Our client’s existing process had previously been handled through Excel and VBA. This relied on many manual interventions and a time investment from Subject Matter Experts to build forecasts.
It created a very slow and user-heavy process to generate even a single forecast for a field. It was criticised for providing insufficient insight into the most important measurements to deriving quality of the field. And it was was unsympathetic to small changes in those measurements too.
Modern Data Science techniques and a cloud-native architecture to provide rapid business value.
By using Python and a range of Dimensionality Reduction and Regression tools – such as Principal Component Analysis and Random Forests – we validated a new forecasting algorithm against known historic data.
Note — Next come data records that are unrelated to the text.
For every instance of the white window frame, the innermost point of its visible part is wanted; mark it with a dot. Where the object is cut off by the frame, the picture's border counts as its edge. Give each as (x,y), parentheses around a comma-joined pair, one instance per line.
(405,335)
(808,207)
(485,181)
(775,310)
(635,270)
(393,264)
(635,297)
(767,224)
This algorithm was demonstrably better than the existing process.
In the time taken for an analyst to execute a single forecast, approximately 1,000 Monte Carlo simulations aggregated the most likely value, and distribution of values.
We built a Cloud Native solution using Azure ML Studio to create the model and corresponding Web-services. A web application Front-end was developed for analysts, with a corresponding Back-end that can scale up and down dynamically.
Our solution reduced the execution time from several hours (including manual processes) for a single run, to under one minute to generate 1,000 runs. Crucially, it also provides a unified and versionable tool that ensures consistency across the company.
With the Cloud Native architecture of the application, the business has now developed the capability to substantially expand the number of oil fields it is considering for purchase or disposal. It has also improved reliability, and has enabled a team of over 250 analysts to focus on the revenue-enhancing aspects of their roles.